Retraite : 170 trimestres jusqu'en 2028, une opportunité cruciale pour les générations 1964-1968, voici pourquoi chaque trimestre compte
La suspension de la réforme des retraites maintient 170 trimestres jusqu'en 2028, impactant fortement les générations 1964-1968. Quels changements pour vous ?

Ce n’est pas qu’un chiffre administratif, c’est le genre de règle qui bouscule des calendriers entiers. Dans les familles, dans les équipes, jusque dans les projets de fin de carrière, la question de la retraite s’est invitée partout. Les actifs comptent, recomptent, et interrogent leur relevé de carrière pour ne pas laisser filer les fameux trimestres.
Le maintien de l’exigence de 170 trimestres pour obtenir une pension à taux plein jusqu’au 1er janvier 2028 redessine des trajectoires, surtout pour les générations de 1964 à 1968. L’âge automatique du taux plein reste fixé à 67 ans, sans décote au‑delà, mais l’enjeu consiste à y parvenir bien avant, notamment pour celles et ceux nés au début 1965. Le timing devient stratégique.
170 trimestres jusqu’en 2028 : ce que cela change pour les générations de 1964 à 1968
La suspension du calendrier initial de la réforme de 2023 gèle la durée d’assurance exigée à 170 trimestres jusqu’à cette date. Concrètement, celles et ceux qui liquident avant le 1er janvier 2028 restent sur cette règle unique, tous régimes confondus. L’âge du taux plein automatique demeure 67 ans, ce qui évite une décote une fois ce cap franchi. Dans les faits, tout se joue avant ce seuil, car valider un trimestre de plus ou de moins peut modifier sensiblement la date et le niveau de la pension.

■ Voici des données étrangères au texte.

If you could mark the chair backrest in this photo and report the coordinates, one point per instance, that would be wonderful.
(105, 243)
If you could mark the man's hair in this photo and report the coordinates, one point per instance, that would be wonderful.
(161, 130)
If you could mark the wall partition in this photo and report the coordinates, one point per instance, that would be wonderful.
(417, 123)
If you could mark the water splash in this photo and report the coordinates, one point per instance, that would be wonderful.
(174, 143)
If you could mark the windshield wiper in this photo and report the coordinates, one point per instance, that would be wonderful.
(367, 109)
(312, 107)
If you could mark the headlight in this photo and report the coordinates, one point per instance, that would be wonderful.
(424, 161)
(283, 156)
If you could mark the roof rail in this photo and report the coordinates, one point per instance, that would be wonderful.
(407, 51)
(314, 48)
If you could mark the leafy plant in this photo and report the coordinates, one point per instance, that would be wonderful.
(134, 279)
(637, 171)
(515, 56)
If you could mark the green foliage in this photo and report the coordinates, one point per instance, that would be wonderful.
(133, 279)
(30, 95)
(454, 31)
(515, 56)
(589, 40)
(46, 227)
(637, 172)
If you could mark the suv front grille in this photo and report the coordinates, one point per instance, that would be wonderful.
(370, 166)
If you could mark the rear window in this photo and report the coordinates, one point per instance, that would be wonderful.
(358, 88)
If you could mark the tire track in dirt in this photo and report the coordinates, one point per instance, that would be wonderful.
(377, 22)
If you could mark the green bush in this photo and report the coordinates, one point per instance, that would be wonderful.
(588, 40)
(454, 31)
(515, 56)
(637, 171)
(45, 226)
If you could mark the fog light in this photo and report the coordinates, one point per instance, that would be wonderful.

L’impact est flagrant pour les natifs de 1964 et encore davantage pour celles et ceux nés au janvier 1965. Un assuré né à cette date, s’il totalise ses 170 trimestres en 2026 ou 2027, peut partir avant 62 ans ou 63 ans selon son début de carrière. Cette fenêtre de tir, rendue possible par la règle gelée, fait qu’une différence de quelques mois dans le parcours peut ouvrir ou refermer une opportunité de départ anticipé. D’où la nécessité d’aligner précisément périodes travaillées, périodes assimilées et liquidation.
Dates de départ, décote et bons réflexes avant 2028
Vérifier son relevé devient un réflexe clé. Le compte Info Retraite récapitule les trimestres validés année par année et alerte en cas d’anomalie. Corriger sa carrière peut faire gagner plusieurs mois, parfois sauver une pension complète. Les périodes de chômage, d’arrêts maladie ou d’activité à temps partiel entrent en ligne de compte selon des règles spécifiques. Selon les profils, l’éligibilité à un dispositif de carrière longue ou à un départ au titre du handicap peut aussi changer la donne. Ajuster sa date de liquidation, échanger avec son gestionnaire et préparer des simulations réalistes peut s’avèrer payant.
La période reste marquée par une part d’incertitude, le débat parlementaire pouvant encore influer sur l’après. Les repères disponibles évoquent qu’après 2028, la durée exigée pourrait passer à 171 voire 172 trimestres selon le calendrier qui sera voté, quand l’âge automatique du taux plein restera, lui, sans décote au‑delà du cap de 67 ans. Chez les futurs retraités, la tentation d’anticiper ou de reporter se confronte aux réalités budgétaires et familiales. Entre vérifications de relevés, arbitrages et discussions serrées, les prochains mois compteront vraiment.